大友克洋『浦沢直樹の漫勉neo』で垣間見えた作家性と人間らしさ 代表作『童夢』の映画的な画作りを解剖

『漫勉』大友克洋と浦沢直樹がトーク

  3月29日。『浦沢直樹の漫勉neo』(NHK Eテレ、以下『漫勉』)が放送された。『20世紀少年』(小学館)や『連続漫画小説 あさドラ!』(同)の作者として知られる漫画家・浦沢直樹がプレゼンターを務める『漫勉』は、普段は立ち入ることができない漫画家の執筆風景を最新の機材で撮影し、その映像を見ながらゲストの漫画家と語り合う番組だ。

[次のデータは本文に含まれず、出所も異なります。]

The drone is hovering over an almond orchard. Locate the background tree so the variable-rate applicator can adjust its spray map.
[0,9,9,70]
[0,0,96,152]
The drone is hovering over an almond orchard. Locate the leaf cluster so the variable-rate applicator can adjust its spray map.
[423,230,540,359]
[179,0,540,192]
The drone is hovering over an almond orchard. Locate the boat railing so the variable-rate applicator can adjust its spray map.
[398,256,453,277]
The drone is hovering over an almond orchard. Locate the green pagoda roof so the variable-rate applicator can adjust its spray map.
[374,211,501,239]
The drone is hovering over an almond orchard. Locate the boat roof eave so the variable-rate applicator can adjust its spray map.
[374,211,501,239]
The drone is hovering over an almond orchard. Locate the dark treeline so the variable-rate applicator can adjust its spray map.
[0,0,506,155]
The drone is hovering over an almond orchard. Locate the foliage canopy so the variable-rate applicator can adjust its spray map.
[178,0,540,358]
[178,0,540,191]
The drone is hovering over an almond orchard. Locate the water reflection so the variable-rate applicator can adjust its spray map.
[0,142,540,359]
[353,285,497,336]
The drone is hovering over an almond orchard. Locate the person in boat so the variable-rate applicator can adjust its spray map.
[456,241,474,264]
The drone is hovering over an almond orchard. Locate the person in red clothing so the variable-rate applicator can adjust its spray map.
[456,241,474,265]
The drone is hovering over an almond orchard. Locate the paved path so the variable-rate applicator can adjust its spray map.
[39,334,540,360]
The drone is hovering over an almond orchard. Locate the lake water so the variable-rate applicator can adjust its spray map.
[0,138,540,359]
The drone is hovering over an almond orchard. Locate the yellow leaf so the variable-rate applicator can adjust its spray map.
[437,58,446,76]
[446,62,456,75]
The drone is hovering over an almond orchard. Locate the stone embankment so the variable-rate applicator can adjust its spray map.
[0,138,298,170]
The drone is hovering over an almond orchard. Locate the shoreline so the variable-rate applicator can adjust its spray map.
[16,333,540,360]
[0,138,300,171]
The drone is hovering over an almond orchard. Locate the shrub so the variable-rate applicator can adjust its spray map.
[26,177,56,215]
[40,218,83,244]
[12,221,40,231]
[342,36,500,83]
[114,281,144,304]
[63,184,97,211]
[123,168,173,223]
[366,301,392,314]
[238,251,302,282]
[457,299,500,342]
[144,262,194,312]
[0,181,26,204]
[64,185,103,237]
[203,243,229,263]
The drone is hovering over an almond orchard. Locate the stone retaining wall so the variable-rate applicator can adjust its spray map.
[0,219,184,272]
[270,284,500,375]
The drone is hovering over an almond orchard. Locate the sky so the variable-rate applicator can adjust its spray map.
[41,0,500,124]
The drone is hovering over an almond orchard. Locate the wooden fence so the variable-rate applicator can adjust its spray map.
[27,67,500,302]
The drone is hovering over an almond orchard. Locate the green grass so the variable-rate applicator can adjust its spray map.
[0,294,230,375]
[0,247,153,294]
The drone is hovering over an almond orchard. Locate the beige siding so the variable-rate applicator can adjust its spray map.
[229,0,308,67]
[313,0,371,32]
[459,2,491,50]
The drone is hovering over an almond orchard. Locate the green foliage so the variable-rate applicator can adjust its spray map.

  今回のゲストは『AKIRA』(講談社)の作者として知られる大友克洋。1983年に刊行された大友の代表作『童夢』(双葉社)を70インチのモニターに映された生原稿を観ながら振り返るという構成になっていた。

 

小津安二郎、キューブリック…『童夢』の「映画的」な見せ方

『童夢』(双葉社)

 『童夢』は、ある団地で次々と起こる連続不審死の背後で起こっている二人の能力者の対決を描いた全1巻の漫画だ。

 当時、浦沢は団地の全貌を描いた見開きのページに小さく「ドサッ」と書かれた吹き出しを観て静かな圧力を感じ「漫画はこういう時代になる」と衝撃を受けたという。同時に浦沢は『童夢』のコマ割りで「断ち切り」(枠線を描かずに誌面の端まで絵を描く)を使っていないことに注目。これに対し大友は「絵の中に(読者を)引き込みたい」と答えている。
 
 画だけで状況を見せていく『童夢』を「映画的」だと、浦沢は繰り返し語る。たとえば、正面から人物を捉えたカットの「切り返し」で進む事情聴取の場面を「小津安二郎」だと言い、この表現が可能なのは大友が鼻を正面から描けるからだと指摘する。それまでの漫画の鼻は、斜めから観た鼻筋を記号的に描いたものが多く、正面から描くことが難しかったのだが、大友はそれを可能にしたという。

 他にもスタンリー・キューブリック監督の映画『シャイニング』との類似性や、事情聴取と同時進行で刑事たちが動く姿が挟み込まれるカット割りなど、数々の映画的手法が『童夢』に持ち込まれたことが、二人の会話を聞いていると理解できる。